Вутятин, не двигаясь, сидел на своем стуле с мягкой самодельной подушечкой на сиденье, чуть скосив глаза, как бы издали, со стороны, посматривал на злополучный мяочанский проект. И думал. Рядом, у края стола, у стены, стоял обычный тонкий стакан, наполненный водой, в него опущен самодельный небольшой кипятильник. Вода начинала слегка пузыриться, и Андрей Данилович выжидал того момента, когда она окончательно «забулькает», чтобы отключить от сети и сыпануть в кипяток щепоточку настоящего зеленого китайского чая, пачку которого ему презентовал недавно начальник дальней экспедиции, ведущей поисковую разведку на границе с Китаем.

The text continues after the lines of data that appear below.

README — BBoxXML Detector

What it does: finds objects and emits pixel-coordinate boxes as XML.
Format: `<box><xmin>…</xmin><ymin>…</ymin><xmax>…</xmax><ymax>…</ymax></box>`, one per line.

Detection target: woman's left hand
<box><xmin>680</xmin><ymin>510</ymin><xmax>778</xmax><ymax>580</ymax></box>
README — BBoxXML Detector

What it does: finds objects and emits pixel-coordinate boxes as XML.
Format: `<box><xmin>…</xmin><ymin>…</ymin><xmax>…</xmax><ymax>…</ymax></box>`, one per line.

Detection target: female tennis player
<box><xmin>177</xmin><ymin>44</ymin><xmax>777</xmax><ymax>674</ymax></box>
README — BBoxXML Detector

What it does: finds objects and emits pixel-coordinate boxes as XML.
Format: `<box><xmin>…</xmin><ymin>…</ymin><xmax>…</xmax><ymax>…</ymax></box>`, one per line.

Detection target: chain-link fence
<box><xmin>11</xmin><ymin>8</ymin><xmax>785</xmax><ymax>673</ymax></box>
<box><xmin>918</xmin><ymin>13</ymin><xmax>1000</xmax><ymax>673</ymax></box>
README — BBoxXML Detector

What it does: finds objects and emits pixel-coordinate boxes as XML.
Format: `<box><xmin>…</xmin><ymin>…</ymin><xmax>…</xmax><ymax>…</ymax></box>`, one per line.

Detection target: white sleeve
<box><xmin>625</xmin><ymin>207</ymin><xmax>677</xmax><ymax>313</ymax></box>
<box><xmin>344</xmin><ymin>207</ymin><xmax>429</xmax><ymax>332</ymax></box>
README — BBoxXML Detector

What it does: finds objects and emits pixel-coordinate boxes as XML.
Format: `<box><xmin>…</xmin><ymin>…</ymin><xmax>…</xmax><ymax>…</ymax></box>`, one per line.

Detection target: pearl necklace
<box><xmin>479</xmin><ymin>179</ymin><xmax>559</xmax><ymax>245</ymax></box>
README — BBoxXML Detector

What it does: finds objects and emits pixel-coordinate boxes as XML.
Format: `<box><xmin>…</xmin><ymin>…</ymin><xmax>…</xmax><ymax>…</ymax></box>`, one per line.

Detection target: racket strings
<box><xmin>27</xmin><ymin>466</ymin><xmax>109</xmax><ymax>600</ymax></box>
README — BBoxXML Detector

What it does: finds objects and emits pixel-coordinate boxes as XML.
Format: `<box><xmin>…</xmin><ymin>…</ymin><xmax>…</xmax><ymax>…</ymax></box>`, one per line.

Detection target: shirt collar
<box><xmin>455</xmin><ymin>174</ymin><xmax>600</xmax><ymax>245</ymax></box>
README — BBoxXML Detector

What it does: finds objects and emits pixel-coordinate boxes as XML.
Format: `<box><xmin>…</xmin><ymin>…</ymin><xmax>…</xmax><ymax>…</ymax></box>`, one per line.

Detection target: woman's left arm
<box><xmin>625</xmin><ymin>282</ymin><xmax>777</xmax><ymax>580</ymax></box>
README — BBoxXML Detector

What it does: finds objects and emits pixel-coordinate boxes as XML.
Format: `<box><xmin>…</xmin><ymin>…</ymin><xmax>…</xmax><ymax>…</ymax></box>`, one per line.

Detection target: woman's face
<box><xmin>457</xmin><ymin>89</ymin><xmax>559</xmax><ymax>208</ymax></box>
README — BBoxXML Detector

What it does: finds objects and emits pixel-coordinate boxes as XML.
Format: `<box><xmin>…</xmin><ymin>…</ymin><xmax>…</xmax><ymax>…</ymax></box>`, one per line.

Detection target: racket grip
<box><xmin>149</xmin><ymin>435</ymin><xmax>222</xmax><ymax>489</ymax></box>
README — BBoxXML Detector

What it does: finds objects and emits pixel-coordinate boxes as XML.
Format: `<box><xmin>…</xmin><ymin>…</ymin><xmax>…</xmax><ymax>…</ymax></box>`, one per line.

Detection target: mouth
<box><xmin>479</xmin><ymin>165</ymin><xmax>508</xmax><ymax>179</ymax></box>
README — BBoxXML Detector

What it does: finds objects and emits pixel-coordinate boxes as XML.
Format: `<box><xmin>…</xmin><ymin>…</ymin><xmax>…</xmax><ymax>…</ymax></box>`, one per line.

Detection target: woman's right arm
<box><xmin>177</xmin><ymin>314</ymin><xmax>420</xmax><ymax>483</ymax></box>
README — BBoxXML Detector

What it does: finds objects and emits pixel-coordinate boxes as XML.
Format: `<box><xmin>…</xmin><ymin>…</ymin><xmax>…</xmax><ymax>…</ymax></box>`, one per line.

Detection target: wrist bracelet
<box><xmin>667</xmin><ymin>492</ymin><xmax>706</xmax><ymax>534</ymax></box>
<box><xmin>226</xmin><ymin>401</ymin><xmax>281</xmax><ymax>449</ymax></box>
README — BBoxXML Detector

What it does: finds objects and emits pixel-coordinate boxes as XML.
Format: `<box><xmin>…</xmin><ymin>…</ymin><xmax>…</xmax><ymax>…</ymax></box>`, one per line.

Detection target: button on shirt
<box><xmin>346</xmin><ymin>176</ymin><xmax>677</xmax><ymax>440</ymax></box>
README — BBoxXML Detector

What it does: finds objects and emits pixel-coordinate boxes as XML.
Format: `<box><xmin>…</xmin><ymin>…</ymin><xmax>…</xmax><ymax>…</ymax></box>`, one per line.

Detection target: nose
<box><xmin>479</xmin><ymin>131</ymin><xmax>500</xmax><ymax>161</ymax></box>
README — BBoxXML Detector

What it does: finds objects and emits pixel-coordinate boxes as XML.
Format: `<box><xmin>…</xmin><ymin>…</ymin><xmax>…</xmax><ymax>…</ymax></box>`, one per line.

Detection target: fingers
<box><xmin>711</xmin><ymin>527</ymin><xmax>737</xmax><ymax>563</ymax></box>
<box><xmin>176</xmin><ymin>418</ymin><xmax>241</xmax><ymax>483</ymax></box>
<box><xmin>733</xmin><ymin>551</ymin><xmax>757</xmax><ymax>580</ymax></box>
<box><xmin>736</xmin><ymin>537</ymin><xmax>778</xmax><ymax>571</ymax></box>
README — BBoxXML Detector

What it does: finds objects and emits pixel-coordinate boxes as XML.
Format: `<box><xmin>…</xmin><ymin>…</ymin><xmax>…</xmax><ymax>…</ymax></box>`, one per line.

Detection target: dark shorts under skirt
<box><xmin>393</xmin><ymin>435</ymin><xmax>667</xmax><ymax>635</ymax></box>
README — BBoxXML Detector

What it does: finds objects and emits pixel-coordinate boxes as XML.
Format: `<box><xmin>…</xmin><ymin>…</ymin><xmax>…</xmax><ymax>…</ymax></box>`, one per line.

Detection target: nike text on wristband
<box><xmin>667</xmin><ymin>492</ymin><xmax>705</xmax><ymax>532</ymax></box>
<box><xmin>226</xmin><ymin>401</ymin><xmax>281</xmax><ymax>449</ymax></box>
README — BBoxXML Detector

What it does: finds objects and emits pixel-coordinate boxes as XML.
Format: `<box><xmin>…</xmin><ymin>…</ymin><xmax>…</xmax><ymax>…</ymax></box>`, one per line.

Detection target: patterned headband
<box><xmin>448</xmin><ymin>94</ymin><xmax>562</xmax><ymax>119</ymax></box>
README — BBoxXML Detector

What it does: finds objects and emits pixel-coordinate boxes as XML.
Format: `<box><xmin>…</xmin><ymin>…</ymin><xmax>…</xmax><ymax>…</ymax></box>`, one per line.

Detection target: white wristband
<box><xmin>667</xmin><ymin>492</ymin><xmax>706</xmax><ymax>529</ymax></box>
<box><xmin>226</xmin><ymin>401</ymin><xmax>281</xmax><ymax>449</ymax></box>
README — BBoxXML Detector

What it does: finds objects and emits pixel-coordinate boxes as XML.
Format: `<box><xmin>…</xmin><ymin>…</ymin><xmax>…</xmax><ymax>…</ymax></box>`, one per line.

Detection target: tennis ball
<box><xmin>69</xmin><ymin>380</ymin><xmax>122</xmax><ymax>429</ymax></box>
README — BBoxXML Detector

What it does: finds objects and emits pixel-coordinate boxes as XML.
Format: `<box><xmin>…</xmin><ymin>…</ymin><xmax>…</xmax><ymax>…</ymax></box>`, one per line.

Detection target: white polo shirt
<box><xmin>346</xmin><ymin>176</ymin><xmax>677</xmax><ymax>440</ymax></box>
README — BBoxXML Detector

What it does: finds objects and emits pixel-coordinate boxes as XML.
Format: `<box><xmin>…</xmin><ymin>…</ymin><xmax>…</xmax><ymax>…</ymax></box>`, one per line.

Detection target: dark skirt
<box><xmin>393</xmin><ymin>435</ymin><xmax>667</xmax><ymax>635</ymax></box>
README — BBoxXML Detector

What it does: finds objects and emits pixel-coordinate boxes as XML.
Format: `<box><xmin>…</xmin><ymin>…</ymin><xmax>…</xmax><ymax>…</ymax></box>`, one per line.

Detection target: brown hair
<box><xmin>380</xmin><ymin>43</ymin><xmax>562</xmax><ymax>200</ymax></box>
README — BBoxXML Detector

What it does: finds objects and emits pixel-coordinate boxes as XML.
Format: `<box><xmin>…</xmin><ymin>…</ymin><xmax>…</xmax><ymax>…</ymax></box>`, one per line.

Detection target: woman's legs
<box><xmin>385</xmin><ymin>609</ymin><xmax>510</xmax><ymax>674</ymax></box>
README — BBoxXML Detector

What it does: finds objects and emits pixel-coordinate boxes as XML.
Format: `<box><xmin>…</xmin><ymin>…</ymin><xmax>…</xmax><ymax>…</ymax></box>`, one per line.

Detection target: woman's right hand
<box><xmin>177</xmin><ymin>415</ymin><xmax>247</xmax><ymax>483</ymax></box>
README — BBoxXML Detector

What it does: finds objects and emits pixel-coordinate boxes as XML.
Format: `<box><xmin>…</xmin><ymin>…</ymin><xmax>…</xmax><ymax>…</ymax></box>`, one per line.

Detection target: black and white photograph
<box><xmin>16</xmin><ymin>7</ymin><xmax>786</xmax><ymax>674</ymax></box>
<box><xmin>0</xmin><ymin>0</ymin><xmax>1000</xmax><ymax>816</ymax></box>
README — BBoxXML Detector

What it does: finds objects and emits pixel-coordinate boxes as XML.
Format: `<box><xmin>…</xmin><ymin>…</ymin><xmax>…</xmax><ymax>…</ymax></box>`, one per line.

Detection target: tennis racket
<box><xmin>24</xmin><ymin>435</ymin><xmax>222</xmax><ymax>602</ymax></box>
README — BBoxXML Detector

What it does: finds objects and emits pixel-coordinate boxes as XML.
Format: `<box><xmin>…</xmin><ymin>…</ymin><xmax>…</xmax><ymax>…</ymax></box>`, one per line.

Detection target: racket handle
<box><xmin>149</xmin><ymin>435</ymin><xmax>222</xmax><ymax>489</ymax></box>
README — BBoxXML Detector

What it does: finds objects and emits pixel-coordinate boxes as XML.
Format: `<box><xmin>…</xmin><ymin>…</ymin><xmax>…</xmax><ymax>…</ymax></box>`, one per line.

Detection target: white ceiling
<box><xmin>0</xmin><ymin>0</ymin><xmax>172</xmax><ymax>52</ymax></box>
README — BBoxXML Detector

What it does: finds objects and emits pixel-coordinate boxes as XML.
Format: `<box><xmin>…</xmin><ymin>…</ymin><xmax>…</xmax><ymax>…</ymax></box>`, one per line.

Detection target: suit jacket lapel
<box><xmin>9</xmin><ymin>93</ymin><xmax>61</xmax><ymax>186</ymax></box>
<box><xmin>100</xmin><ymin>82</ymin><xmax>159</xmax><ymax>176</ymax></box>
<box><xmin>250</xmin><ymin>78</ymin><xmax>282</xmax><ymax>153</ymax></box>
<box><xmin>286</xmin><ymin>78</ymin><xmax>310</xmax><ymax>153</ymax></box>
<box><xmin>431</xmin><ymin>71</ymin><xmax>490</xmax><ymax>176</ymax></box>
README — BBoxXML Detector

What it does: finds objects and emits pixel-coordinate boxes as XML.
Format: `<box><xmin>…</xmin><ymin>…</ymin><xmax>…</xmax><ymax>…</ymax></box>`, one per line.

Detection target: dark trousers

Андрею Даниловичу хотелось выпить стакан освежающего чаю, который, несомненно, поможет принять решение, то решение, которое давно ждет от него руководство. Так бывало не раз. Во все ответственные моменты жизни, поворотные моменты чужой судьбы он замыкался в своем кабинете, запирался на ключ, дотошно штудируя бумаги, вынюхивая их, выискивая малейшие загвоздочки, за которые можно было бы ухватиться, зацепиться и сделать «нужный» вывод… Сидел в таком самовольном заточении, взаперти до тех пор, пока не находил нужных аргументов, и уже на основании их составлял обоснованное заключение.
Но этот треклятый мяочанский проект выводил его из себя. Андрей Данилович мог ожидать всего, но только не такой колючей «заковырки». Одни сплошные странности, не предусмотренные ни наставлениями, ни указаниями из центра. Сплошные завихрения, и все явно не в ту сторону. По молодости, конечно, по неопытности… Хотя Казаковского можно обвинять всего лишь в одном недостатке – в молодости. Но такой недостаток весьма быстро изживается и проходит бесследно. А что касается опытности, то здесь можно и споткнуться. Казаковский хоть и немного, но поработал в управлении, понюхал «канцелярского пороха». Казалось бы, кое-чему научился. И вдруг – нá тебе! – полез напролом! С такой идеей! Ну слыханное ли дело! Словно здесь, в управлении, одни сплошные бездари-остолопы позарылись, ничего вокруг себя не видят, не знают, прямо-таки хоть сегодня же закрывай на ключ кабинеты и разгоняй всех по белу свету… Ничего себе загнул проектик! А позвольте вас спросить, уважаемые молодые, да из ранних, на каком, собственно, таком основании, а? И даже поучает тех, кто на посту и повыше и поответственнее вас находится? Ну, не прямо, скажем, а хотя бы даже и косвенно, в виде представленных расчетов проекта, как бы тыкая в них, в те расчеты, носом всех нас! Как хотят!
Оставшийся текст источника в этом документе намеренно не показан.